Storage startup Pavilion Data Systems has completed a $25m C-round of funding.
CEO Gurpreet Singh said in a statement: “We are pleased with the Series C oversubscribed round of funding and our ongoing customer progress. In 2019, we have delivered a large number of systems to leading organisations worldwide. Many of these customers are now purchasing additional arrays as they continue to scale out.”
Pavilion ships a multiple-controller RF100 NVMe SSD array, with an internal NVMe fabric and external NVMe-over Fabrics data access. It’s a beast: performance is up to 120GB/sec read bandwidth, 60GB/sec write bandwidth, 20 million 4K Random Read IOPS. Average read latency is 117μs and Pavilion claims the $/IOPS rating is up to 25 times cheaper than competing all-flash arrays.

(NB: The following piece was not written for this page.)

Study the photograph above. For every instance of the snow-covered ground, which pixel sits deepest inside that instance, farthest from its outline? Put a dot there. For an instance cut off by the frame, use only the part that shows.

Pavilion closed its second funding round in May 2018, with Singh in the CEO slot, when it announced its array. A year or so later and along comes this business expansion investment round, showing VCs have confidence in its progress.
Pavilion has now accumulated $58m in total funding. All existing investors participated in the round, along with new investors Taiwania Capital and RPS Ventures.
The company will use the cash to accelerate the delivery of iNVMe-oF products, expand to new markets such as Asia, and hire staff to support more sales and customers.
NVMe-oF arrays can be accessed over Ethernet (RDMA), Fibre Channel and TCP/IP. Pavilion is betting that NVMe/TCP will be a natural upgrade for existing iSCSI arrays and bring users a huge rise in performance.
The general NVMe-oF array market has a lot of competition; suppoliers include Dell, Excelero, EXTEN, HPE, IBM, Kaminario, Liqid, NetApp, Pure Storage, StorCentric, Western Digital, and even AWS, which has just bought E8.